Medication management is frequently a need for patients and is one of the main reasons for hospitalization. CMS identifies a significant portion of hospitalizations are due to poor medication management. Some patients do not understand the reasons they has been prescribed certain medication. Sometimes, patients do not like the side effects and feel those effects are nearly as bad as the psychiatric condition. Some patients cannot afford their meds and still others do not wish to take their meds as they provide a constant reminder of a condition many wish could be forgotten. One patient once shared, “I look in the mirror, put the pill in my mouth, bring the glass to my lips, and know I am ill.” Unless this issue is addressed, the chance that this patient will become medication non compliant is great.

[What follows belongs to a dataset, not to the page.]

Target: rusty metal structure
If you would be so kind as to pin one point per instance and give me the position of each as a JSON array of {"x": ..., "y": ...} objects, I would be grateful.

Medication management intervention must be individual. Certain patients may require a contract by which they contractually agree to take their medications as prescribed. It is this tangible “document” that assists with compliance reinforcement. Teaching about major effects of the medications can be an empowering experience. For those patients whose cognitive impairment is apparent, modified pictorial teaching tools may be necessary. Role-playing, coaching, and teaching can be a part of an empowering strategy.

 

Risks of Suicide and Substance Abuse 

Riser and Thompson in their study identified the high risk of both suicide and substance abuse for these patients. Because of the high risk, every home health clinician should screen for these areas of concern when visiting. Know that suicide risk is greater when there are mixed states of anxiety and agitation or when the patient mixes drugs and alcohol. Be prepared for transportation needs for further health care evaluation needs if suicidal behavior or ideations become apparent.  Be certain the family support system is taught all signs and symptoms and has the plan in place in case of needs. The psychiatric patient with a substance abuse problem intensifies their healthcare risk status. An empathetic alliance with the patient and family can assist them to see the negative link between substance abuse and they and their family’s quality of life.

 

Summary

Patients with stressors, depression, and cognitive impairments can frequently benefit by a psychiatric nurse. The program must be comprehensive aiding the patient through stabilization, caring, and reinforcement of strengths. A therapeutic relationship built upon trust can provide acceptance to teaching and compliance with medication. Leaving the patient more calm, organized, stronger, and knowledgeable can assist the individual to improve links with family, friends, and the community and be more compliant with their medication regime.

The psychiatric program can be a strong support to total quality care and improved outcomes.